L’ultima rosa rossa" è un giallo avvincente, con pennellate di thriller e di paranormale, così ben strutturato che si fa fatica a credere che si tratti dell’opera prima di un’esordiente. Elena Martignon congegna la trama curandola nei minimi particolari. All’interno della narrazione si susseguono capitoli che fanno capo a personaggi diversi, senza che questo disturbi il lettore, senza che gli si faccia perdere il filo.

 

Ai personaggi l’autrice regala il giusto spessore: sono credibili e “bucano il foglio”, come si dice in gergo, arrivando al lettore con tutta la forza delle loro passioni.

Sì, perché i protagonisti di questo giallo così ben congegnato sono animati da passioni primordiali: lussuria, gelosia, rabbia, paura, vendetta, ed è proprio in nome di queste che commettono i loro misfatti, fino a sopprimere le vite altrui, fino ad appropriarsi di ciò che non è di loro proprietà, fino a ergersi a giudici, violando ogni codice morale.

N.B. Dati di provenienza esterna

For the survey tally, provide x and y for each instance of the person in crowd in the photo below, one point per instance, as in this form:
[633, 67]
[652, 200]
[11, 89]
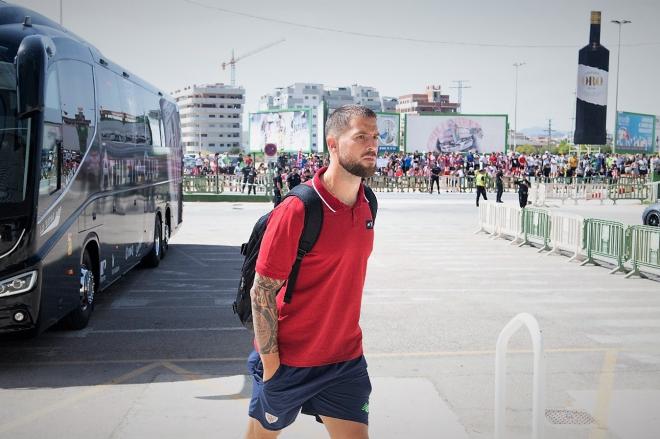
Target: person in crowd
[252, 180]
[499, 185]
[277, 187]
[481, 180]
[246, 172]
[293, 179]
[435, 177]
[523, 191]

Ne “L’ultima rosa rossa” di straforo si accenna all’intoccabilità di certi politici che salgono al potere grazie ad alleanze molto discutibili e ci si interroga sui rapporti umani e su certi traumi che possono segnare l’esistenza di chi li subisce, finché non si ha il coraggio di affrontarli, per liberarsene in via definitiva, alleggerendo così il proprio carico e sentendosi finalmente degni di essere amati. Questo accade ad Anna, giovane donna dotata di facoltà paranormali che le consentono di prevedere il futuro imprimendo una svolta alle indagini della polizia. Elena Martignon, in maniera inusuale, la fa parlare in prima persona, ricorrendo nel resto della narrazione alla terza. Personalmente questa sua scelta non mi ha disturbato, anche se altri potrebbero criticarla adducendo come motivazione una scarsa omogeneità.

Allora questo romanzo non ha punti deboli?

Purtroppo sì. La consecutio temporum non viene rispettata; spesso i tempi e, a volte, anche i modi dei verbi si danno alla pazza gioia. Ci sono varie ripetizioni: all’interno di una stessa frase, si utilizzano sempre gli stessi termini. Non si ricorre ai sinonimi dove sarebbe necessario. Non mancano i refusi, anche se non sono frequentissimi.

Un vero peccato. Questa autrice, a mio avviso, potrebbe e dovrebbe puntare più in alto. Ne ha tutti i numeri.